The 1990's began the dot com revolution in Silicon Valley and in education. New Haven needed people with computer experience in education and business. When Rhonda Neagle left to become the media specialist at James Logan High School, Donna Uyemoto, the personnel director at New Haven, knew Alvarado needed someone to teach the teachers how to use the computers. Sharon Chambers remembers, "In August 1990, Jay Hendee, the district librarian, and Julia Strong looked at my portfolio, interviewed me, and hired me. I was thrilled, but terrified. A teacher told me, Rhonda Neagle, had big shoes. Good Luck trying to fill them. I was now the student's media teacher, manager of a very old 16000 volume library collection, and the technology facilitator."
"Fortunately for me the staff at Alvarado was amazingly supportive. The following year each teacher got their own computer for their classroom. It was on a cart. On Wednesday mornings we had training time until 10 am. No students came to school until 10:30 on Wednesdays. A set of classes were designated for each month in individual rooms for topics such as work processing, Kid Pix, and CD roms etc. Teachers rolled their cart to these rooms for instruction. I recruited teachers with computer experience to teach these classes. Marty Brown, ManYee Desandies, Cathy Hampton, Debbie Fryman all taught many classes. These teachers took charge and designed their own class work. After class each teacher rolled their cart back to their own class. This worked well because teachers had a choice as to what class they wanted. The other reason this worked was the AE staff was basically a really nice group of people. We also had technology training at staff meetings and I had a drop in after school users group where teachers could get help on anything related to technology."
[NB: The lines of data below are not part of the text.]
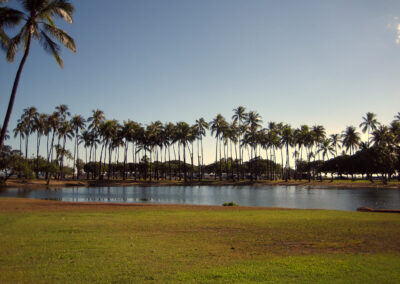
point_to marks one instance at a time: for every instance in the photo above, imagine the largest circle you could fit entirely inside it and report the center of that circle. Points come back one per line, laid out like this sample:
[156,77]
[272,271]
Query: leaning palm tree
[77,124]
[38,17]
[202,126]
[350,139]
[370,123]
[335,139]
[8,18]
[7,136]
[287,139]
[217,125]
[240,116]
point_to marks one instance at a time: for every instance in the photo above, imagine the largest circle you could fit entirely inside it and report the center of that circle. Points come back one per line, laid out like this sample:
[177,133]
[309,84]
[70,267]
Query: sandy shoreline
[85,183]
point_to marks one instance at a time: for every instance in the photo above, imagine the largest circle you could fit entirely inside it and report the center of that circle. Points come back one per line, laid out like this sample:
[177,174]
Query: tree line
[175,150]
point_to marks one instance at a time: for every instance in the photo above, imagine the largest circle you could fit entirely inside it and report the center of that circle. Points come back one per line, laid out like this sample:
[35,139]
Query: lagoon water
[266,196]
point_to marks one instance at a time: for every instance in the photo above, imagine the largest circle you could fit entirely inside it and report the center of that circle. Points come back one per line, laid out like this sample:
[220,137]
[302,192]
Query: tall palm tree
[397,117]
[183,136]
[335,139]
[65,132]
[319,136]
[287,140]
[54,124]
[382,136]
[217,126]
[20,130]
[8,18]
[77,124]
[202,126]
[240,116]
[370,123]
[350,139]
[253,122]
[38,17]
[7,136]
[29,115]
[326,148]
[39,126]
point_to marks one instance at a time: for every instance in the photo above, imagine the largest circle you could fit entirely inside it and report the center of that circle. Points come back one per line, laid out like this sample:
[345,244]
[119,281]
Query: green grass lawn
[43,241]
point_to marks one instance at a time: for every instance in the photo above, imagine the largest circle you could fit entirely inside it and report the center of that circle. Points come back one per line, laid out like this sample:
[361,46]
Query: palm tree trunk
[37,155]
[75,146]
[26,146]
[14,91]
[202,159]
[216,158]
[184,162]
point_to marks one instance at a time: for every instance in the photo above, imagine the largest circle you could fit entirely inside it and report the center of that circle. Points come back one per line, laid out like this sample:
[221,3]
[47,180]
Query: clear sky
[300,62]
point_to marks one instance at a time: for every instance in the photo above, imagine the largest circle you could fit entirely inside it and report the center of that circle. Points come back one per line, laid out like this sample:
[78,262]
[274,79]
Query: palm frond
[4,39]
[10,17]
[61,36]
[59,8]
[14,44]
[35,5]
[51,47]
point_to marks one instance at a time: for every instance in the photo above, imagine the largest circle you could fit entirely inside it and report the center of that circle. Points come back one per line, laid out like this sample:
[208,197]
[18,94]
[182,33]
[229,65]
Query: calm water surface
[268,196]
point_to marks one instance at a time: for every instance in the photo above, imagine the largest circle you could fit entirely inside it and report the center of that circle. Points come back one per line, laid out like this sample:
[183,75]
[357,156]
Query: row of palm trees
[109,140]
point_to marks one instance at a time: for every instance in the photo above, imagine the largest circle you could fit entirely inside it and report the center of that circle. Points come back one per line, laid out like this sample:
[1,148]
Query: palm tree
[350,139]
[335,139]
[240,116]
[382,136]
[202,126]
[182,136]
[253,122]
[217,125]
[39,126]
[54,124]
[319,136]
[65,131]
[38,17]
[326,148]
[7,136]
[287,140]
[370,123]
[28,117]
[20,130]
[8,18]
[77,124]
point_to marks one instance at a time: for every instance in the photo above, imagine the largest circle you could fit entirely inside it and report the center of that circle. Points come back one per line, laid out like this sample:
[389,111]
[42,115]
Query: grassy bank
[394,184]
[45,241]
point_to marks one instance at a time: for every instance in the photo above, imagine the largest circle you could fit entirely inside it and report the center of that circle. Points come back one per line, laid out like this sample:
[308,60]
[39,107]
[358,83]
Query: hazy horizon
[312,62]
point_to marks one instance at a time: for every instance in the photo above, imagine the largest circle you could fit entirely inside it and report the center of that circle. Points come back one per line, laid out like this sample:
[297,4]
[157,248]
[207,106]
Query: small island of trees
[244,149]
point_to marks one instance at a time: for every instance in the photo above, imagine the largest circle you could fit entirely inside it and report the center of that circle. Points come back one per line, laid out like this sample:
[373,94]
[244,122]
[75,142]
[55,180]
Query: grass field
[47,242]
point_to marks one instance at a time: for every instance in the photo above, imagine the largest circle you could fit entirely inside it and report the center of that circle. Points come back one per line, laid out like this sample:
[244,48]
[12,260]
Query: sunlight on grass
[57,242]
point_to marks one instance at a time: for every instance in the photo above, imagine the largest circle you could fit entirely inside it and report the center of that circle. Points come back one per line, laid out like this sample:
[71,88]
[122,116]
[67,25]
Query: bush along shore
[245,149]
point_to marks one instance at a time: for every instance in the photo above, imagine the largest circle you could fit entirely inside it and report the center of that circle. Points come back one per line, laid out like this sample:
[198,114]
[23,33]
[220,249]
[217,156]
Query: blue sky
[300,62]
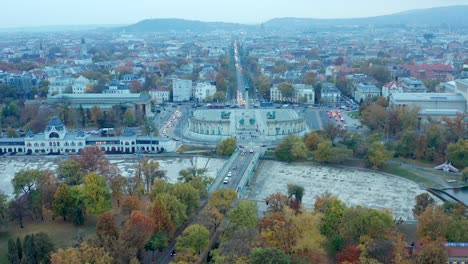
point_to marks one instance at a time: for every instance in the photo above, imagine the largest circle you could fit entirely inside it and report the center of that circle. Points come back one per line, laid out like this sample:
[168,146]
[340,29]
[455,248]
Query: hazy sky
[21,13]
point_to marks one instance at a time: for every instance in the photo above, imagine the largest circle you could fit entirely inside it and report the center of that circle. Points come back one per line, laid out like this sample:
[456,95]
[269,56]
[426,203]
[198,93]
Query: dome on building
[55,121]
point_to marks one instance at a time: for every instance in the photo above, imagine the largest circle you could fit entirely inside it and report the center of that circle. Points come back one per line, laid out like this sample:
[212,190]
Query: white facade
[330,94]
[159,95]
[391,88]
[80,84]
[57,140]
[364,91]
[59,85]
[181,90]
[302,93]
[204,90]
We also had tremendous support from the district for technology. We had district meetings led by visionaries Jay Hendee and Roger Hoyer. These two were some of the first to realize the significance of the use of technology in education. Jay Hendee was the Head Librarian and Roger Hoyer was the director of Educational Technology. The librarian at James Login High School, Rhonda Neagle, also shared their vision. They went to conferences all over the United States to see how we could implement programs in New Haven. They were supported in this endeavor by our Superintendent, Guy Emmanual. The district meetings with teachers were not top down meetings. These were meetings in which everyone could discuss how to use programs and how best to teach the teachers and students to use the programs. As teachers our voices were heard. New Haven developed a reputation among California school districts as one of the leaders in educational technology. Due to the fact that all the district librarians were onboard with the vision, each school had a representative who would move students and teachers forward into the unknown but exciting future of educational technology. We had no idea how technology would look in twenty years, but we were game to do our best to learn how to use it with staff and students. You have to remember in 1990 most teachers did not even know how to use a computer, did not have one in their classroom, and some thought they were just a passing fancy. By 2011 technology went further than any of us could have ever imagined.
In 1995 some teachers were invited to a Summer Institute at Logan on using the internet. Liz Jordan and I developed Kids and Creeks an ecological website. Cathy Hampton and Manyee Desandies began to develop WOW. WOW or Wildcats on the Web was designed to be used by K-5 students. It was the first comprehensive internet website for students in New Haven. Now this website is no longer viable as the software used to develop it is no long available. Things change quickly in the technology world. The links cannot be revised and some of the sites have been cannibalized. However, if you look at WOW you can still see some of the ideas that were used. In 1999 a link for the media center was added.